What is Gypsum Board?

Gypsum Board is also called Drywall, Gyp Board, Rock Lath or Sheetrock. With paper on both sides and a gypsum plaster center, the gypsum board product gained popularity because of ease of installation, compared to plastering. Skilled drywall mechanics achieve reasonably plumb, square and true walls quickly.

The traditional gypsum board panel size was 4′ x 8′. But many more options are now readily available. Lengths of 10′ and 12′ are now common, as are 4′ – 6″ width, which are used for 9′ – 0″ ceiling heights. Type X gypsum board varies from regular gypsum board because Type X has noncombustible fibers added to the gypsum to improve fire resistance.

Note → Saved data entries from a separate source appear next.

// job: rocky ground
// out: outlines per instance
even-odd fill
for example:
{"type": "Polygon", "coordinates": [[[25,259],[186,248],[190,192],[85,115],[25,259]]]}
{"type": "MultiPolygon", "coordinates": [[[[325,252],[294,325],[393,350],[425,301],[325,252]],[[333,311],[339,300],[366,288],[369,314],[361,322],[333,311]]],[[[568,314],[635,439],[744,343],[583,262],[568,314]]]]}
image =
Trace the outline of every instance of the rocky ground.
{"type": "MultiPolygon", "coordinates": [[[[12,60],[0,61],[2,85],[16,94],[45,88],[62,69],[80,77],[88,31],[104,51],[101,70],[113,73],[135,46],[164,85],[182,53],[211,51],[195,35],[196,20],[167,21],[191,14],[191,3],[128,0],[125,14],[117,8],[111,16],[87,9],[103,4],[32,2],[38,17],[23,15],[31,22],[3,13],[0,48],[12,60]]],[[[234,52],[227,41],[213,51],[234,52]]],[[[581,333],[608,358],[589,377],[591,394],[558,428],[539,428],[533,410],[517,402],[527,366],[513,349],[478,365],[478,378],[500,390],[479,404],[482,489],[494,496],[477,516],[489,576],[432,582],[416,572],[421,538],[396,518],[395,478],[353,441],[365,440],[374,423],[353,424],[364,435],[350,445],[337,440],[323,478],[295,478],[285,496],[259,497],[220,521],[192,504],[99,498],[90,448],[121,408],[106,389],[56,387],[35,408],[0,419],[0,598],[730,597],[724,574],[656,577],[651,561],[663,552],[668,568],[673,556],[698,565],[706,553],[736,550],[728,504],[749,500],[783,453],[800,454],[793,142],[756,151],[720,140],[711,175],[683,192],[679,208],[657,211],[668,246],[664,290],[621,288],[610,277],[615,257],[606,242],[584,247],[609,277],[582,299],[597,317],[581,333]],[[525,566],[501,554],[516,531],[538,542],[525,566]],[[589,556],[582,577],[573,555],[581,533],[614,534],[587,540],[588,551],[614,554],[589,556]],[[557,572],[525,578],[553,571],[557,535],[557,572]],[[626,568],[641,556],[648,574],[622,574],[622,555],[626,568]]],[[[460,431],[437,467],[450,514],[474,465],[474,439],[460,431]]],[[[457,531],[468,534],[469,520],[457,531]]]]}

The tapered edges along the length of the gypsum board allows drywall finishing compound to be placed without creating much of a raised surface between the adjacent boards. Due to these tapered edges, a more true (or straight) wall can be built. Since the ends of gypsum board are not tapered but are square, it’s desirable to eliminate end butt joints when possible. When building rooms with dimensions 12′ or smaller, gypsum board can be hung horizontally (4′ wide boards for an 8′ ceiling height and 4′ – 6″ wide boards for a 9′ ceiling height) with the appropriate length board to not have any butt joints. Even in larger rooms, hanging the gypsum board horizontally has become more popular, because the butt joints can be staggered, which seems to create less of a visibly noticeable joint.